Vietnam or Thailand ? Vote for the TOP Country of the Week !

Zaktualizowano: 14 lipca 2025


Ola zasad takich nie miała, a z czyjejże to było winy? Najprzód, naturalnie, ojca, Januarego, lecz następnie i jej przecie, zastępującą Oli odeszłą z tej ziemi matkę.

Na łóżku zamajaczyła mu blada, już nie z tego prawie świata, sędziwa twarz pana Januarego. Drzwi zamknięto jednak w tej chwili Krasnostawski cofnął się dyskretnie i począł przechadzać się wielkiemi krokami po pokoju. Od czasu powrotu z podróży swej do miasta, na nim jednym prawie spoczywało wszystko. Przepędzał noce całe u chorego, doglądał go osobiście, wzywał lekarzy, konsylia.

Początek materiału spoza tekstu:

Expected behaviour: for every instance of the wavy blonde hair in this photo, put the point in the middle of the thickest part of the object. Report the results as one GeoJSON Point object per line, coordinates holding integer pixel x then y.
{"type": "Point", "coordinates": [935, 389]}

W promieniach radosnych jesiennego słońca, w ciszy, grającej tylko poważnym szumem drzew ogrodu w chwilowym nieładzie wpół przygasłych świec i poodsuwanych kwiatów, niewzruszony w swym majestacie śmierci umarły pozostał sam. Od pogrzebu Januarego Gowartowskiego minęło dni kilka.

Młodość nie żartuje, gdy kocha... były to ostatnie słowa jego i sprawdziły się, niestety... Przez samego ojca panny, Januarego Gowartowskiego, pogardliwie odrzucony konkurent, inaczej poradził sobie. Marszałkowa w zadumie westchnęła cicho, ciężkie bowiem, zaiste, czekały niebawem przejścia.

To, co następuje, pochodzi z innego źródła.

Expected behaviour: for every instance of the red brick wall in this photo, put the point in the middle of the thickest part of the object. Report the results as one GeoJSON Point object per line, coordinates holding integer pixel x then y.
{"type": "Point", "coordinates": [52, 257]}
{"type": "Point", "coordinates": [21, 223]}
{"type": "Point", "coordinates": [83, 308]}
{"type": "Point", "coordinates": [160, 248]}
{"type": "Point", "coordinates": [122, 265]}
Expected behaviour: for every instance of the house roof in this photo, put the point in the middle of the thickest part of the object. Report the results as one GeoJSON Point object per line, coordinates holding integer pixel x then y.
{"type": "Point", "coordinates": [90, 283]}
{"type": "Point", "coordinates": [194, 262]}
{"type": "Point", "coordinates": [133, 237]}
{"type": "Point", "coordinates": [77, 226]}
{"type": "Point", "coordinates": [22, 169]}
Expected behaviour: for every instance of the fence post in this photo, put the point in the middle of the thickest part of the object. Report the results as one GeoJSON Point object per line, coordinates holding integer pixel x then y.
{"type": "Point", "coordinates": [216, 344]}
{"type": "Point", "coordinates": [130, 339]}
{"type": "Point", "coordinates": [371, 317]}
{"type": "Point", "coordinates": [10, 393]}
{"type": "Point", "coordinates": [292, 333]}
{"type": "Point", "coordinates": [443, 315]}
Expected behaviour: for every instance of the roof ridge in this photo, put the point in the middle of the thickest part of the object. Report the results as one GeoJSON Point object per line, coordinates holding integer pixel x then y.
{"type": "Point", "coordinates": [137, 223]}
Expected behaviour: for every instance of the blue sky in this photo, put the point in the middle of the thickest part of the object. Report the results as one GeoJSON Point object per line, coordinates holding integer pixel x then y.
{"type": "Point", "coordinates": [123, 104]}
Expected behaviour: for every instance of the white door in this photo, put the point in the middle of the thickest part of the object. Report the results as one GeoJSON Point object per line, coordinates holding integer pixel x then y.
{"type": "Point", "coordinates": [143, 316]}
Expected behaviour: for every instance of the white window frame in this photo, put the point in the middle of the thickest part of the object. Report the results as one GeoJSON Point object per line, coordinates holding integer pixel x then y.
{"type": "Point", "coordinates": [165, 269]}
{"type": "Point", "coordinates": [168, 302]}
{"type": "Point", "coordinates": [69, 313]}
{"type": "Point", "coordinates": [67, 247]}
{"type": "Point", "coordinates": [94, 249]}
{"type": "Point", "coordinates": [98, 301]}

Kilka kaczek po drodze jego zerwało się trwożliwie, myśliwiec jednak nie zadawał sobie trudu strzelać do nich, bo oto znowu, wywołane na pozór drobnostką, pochłonęły bezpodzielnie pana Januarego wspomnienia smutne. Rok temu, podobnie jak dziś, polował on tutaj. Razem z Olą wyjechali o drugiej, nocą, i przybyli nad staw przy księżycu jeszcze.

Krasnostawski od kilku już lat znał córkę pana Januarego; etykietalne utrzymując stosunki z pałacem Gowartowskim na wsi, widywał rzadko, najczęściej z daleka, na spacerze, w kościele, lub przelotnie w powozie kilka razy u marszałkowej w mieście.